Now, common folklore prescribes that it was once feasible to walk across Clapham Common in a straight line. Half frazzled bar flies in the many dives and boozers that now surround the common still lament the day their noble descendents would return home from swatting uprisings in the dominions and take their privileged offspring for an enjoyable stroll or worry-free kickabout on ‘that yonder green’. No more, sunshine! Nowadays, we see entangled lovers wander off the twilit paths on to the grass and it is a half dozen steps before whooosh! they are straight into an impromptu Torvill and Dean routine, slipping and sliding like ducks on ice.

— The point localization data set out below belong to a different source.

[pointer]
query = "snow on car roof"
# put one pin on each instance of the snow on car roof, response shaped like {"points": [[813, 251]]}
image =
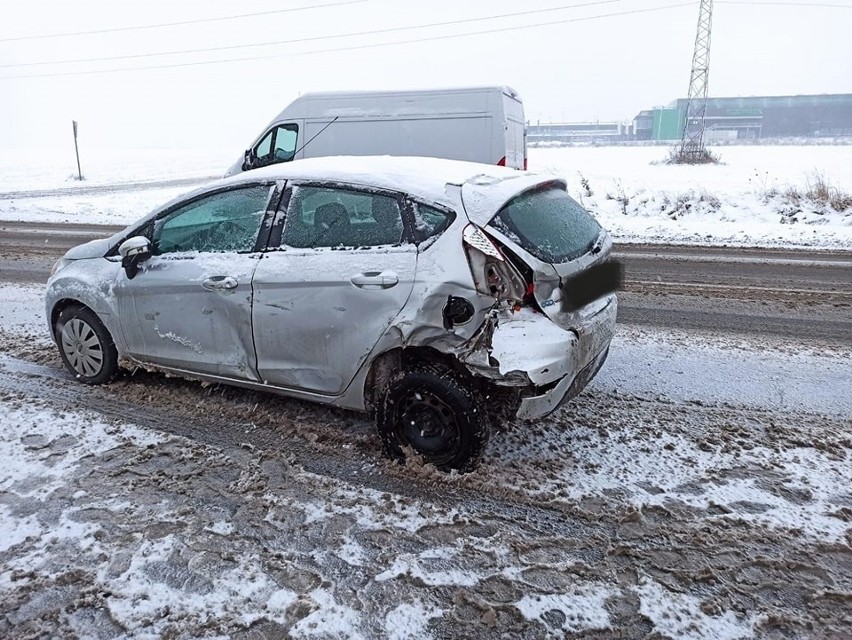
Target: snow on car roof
{"points": [[485, 188]]}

These piles, no – let’s get it right – these veritable heaps of dogshit, have not gone unnoticed by the lofty inhabitants of the plush suites at Lambeth Borough Council HQ. After months of furrow-browed deliberation by the members of a local council think-tank, they finally wheeled out the Clapham Common Shit Patrol, the essence of which is as follows: some homesick Bangladeshi in a fluorescent jumpsuit (pining the rich aroma of the Dhakar slums) kangaroos about the Common on a four-wheeled, industrial strength Cack-Vac sucking up turds by the kilo. Charming. Now there’s a job we’d all love. Might make for a few interesting conversations at future job interviews (“Ah, Mr. Ramasurwatee, I see you were an employee of Lambeth Borough Council. Would you care to outline your duties and responsibilities in your last position? “Dogshit!“)
Anyhow, a distinguished young fellow named Ayers it was who was responsible for my last brush with dogshit. (Dogshit and I have been happy leading our lives pretty much in parallel since then, our trajectories through space and time not meeting again until today.)

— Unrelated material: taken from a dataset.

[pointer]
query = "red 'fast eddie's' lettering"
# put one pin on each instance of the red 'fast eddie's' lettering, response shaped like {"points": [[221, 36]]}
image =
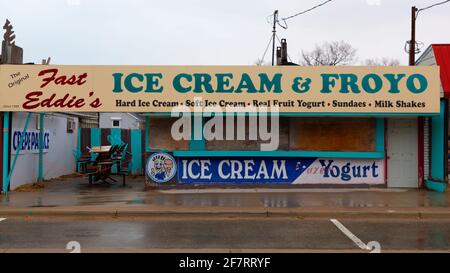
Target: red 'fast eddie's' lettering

Back then, we were kicking a ball about on the green, playing heads and volleys (do kids still play that?) and I was manning the net.

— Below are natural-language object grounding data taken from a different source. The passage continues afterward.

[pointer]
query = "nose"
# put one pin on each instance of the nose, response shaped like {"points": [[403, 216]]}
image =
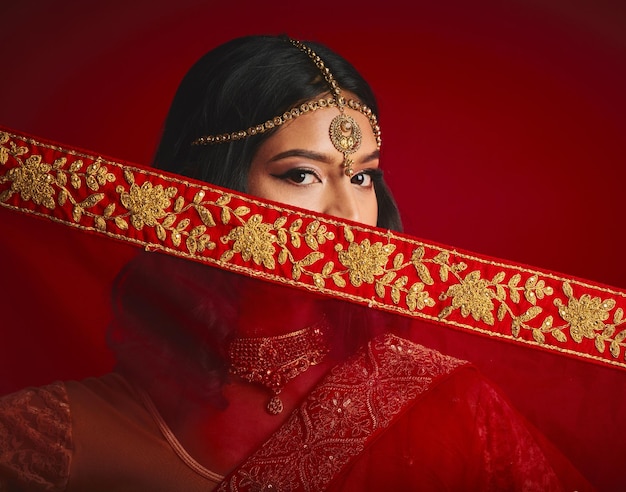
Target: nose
{"points": [[341, 200]]}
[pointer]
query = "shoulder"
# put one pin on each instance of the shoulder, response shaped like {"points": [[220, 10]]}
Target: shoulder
{"points": [[36, 437], [394, 356]]}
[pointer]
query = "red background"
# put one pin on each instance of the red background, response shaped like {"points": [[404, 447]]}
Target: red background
{"points": [[503, 125]]}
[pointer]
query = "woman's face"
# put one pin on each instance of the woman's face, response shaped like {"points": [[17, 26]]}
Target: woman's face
{"points": [[300, 166]]}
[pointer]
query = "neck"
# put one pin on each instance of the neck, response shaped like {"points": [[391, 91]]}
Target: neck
{"points": [[268, 310]]}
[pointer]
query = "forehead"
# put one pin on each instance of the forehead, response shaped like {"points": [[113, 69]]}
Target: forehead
{"points": [[314, 130]]}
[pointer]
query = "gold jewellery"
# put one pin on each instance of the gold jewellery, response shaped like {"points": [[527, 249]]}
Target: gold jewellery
{"points": [[274, 361], [344, 131]]}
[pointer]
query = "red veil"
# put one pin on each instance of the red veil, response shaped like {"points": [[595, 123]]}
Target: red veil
{"points": [[555, 344], [502, 133]]}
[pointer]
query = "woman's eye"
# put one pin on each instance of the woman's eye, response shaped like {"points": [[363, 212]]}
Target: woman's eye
{"points": [[362, 179], [300, 176]]}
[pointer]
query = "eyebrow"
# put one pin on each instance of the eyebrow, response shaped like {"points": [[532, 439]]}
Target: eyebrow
{"points": [[317, 156]]}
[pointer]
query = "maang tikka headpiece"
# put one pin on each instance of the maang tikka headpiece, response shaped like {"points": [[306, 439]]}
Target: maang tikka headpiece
{"points": [[344, 131]]}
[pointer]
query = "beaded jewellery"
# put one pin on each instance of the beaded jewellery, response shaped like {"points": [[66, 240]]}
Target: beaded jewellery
{"points": [[274, 361]]}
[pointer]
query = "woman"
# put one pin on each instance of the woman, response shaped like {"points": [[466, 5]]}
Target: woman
{"points": [[228, 383]]}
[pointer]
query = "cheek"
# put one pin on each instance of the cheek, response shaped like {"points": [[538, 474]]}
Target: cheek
{"points": [[371, 215]]}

“This one’s for the ‘keeper,” he bellowed from deep on the right wing, stealthily rolling the ball through an ochre puddle of Scooby Doo’s finest blend.
Ayers was a foot taller and two stone heavier than the rest of us, captain of the school XV, wanted to play front row for England (which, I think, he eventually did, against the Iraqis in the heat and sand around Baghdad) and the keen purveyor of merciless hidings so, as I learned that day, there was a tacit agreement among the kids that he was allowed to roll the ball in dogshit as much as he seemed fit.
So what of dogshit and the beautiful game? Here’s the theory. Post war affluence led to many more people keeping dogs, and a quick glance over a recent publication of the Department for Environment, Dogshit Division (Post War Inner City Turd Density: A Practical Survey, Her Majesty’s Stationery Office, GBP 2.50 – comes in a fine brown envelope) confirms a rising trend in dogshit on the capital’s open spaces (not to mention pavements) in the immediate post-war era. But instead of hunting out greens of lower cack density, the enterprising kiddies of the age faced the rising threat head-on incorporating the brown dollops in their footy games. By the early sixties kids had become highly proficient in not only skinning a pack of barking, nipping defenders, but also concurrently running the gauntlet of the dogshit slalom, and a new era in ball control was born.
It wasn’t until the appearance of the hardened little brats of the Thatcher years that indifference dealt a severe blow to the English game.
Do you think there has been a player to have borne the revered three lions on his chest in the last 30 years who hasn’t heard yelled from the sideline “For Christ’s sake, son, it’s only a bit of dogshit – get on with it!” I’m sure you too can imagine a teenage Shearer hearing this familiar cry after falling behind a mounting attack to cautiously examine the brown smudge on his forehead; or the crowd singing it in unison to a schoolboy Shilts as he appeals to the bench for a clean pair of gloves. But it is precisely this indifference to the omnipresent Eartha that has made the English winger a present day dying breed. Today’s rec. ground superstars just plough on through it (“it’s only a bit of dogshit – get on with it!“) instead of nimbly negotiating the turd gauntlet. Gone are the Heighways, the Barneses, the Waddles and the other masters of the deft touch that keeps your kit white; we just don’t produce them like that any longer. Today, if the ball looks like it’s stuck to a winger’s foot, then it probably is, Snickers wrapper style!
And there you have it flawlessly presented in black and white! If the battle of Waterloo was won on the playing fields of Eton (as Wellington astutely proffered) then the 1966 World Cup was won negotiating the turds on the playing fields of England.